The war ended with mom firing the last shot. Mom told me that it's not the end of the world and to go to my room as she pointed down the hallway. I decide it's best to not argue incase she decides to ground me or something. I'm probably just being dramatic but it did feel like the end of the world to me. We've lived here all my life, how am I supposed to just leave all my friends? I feel like everything is being flipped upside down and turned sideways. I know this town like the back of my hand. I know all the cool hang out spots in town,cozy little coffee shops, pizza places, clearings by the river. I can't leave now, I only have two more years until I graduate. I can't find anything else to use as an argument so I sigh and go up to my room.
About two weeks later we’re loading clothes and belongings into our van. The truck with the rest of our stuff is on the was to our new home already. The weather matches my mood as if it knows exactly how i'm feeling. It's cold,grey, and rainy out. I head back up to my room and sit in the middle of my floor. My room is completely empty now except for a few boxes I have to take down. I flop back and lay on the floor. As i'm staring at my ceiling fan I hear three knocks on my door and my mom softly say,”Hi sweetie”. I lift my head to look at her and she smiles.
I groan and sit up,”what do you want now mom?”

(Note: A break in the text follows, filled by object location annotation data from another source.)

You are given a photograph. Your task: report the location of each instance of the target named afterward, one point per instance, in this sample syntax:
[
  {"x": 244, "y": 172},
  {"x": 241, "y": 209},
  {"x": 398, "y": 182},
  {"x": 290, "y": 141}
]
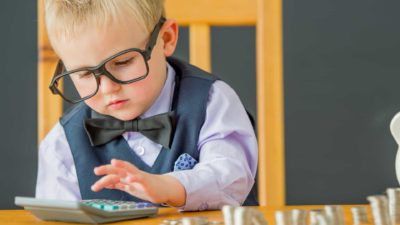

“ I just came to check on you and see how you're doing” she says sitting down next to me
“Just great considering my life is being flipped upside down”
“Hey it's my life too, I know this is a big change but I think you'll end up liking it there”
I roll my eyes, “oh yeah for sure”
She laughs as she gets up to leave “Just give it a chance, okay?”
I lay back down when she leaves, I don't think anything will change my mind. This has always since I was a little kid. My whole life is here and now I have to just up and leave. It doesn't seem fair to me.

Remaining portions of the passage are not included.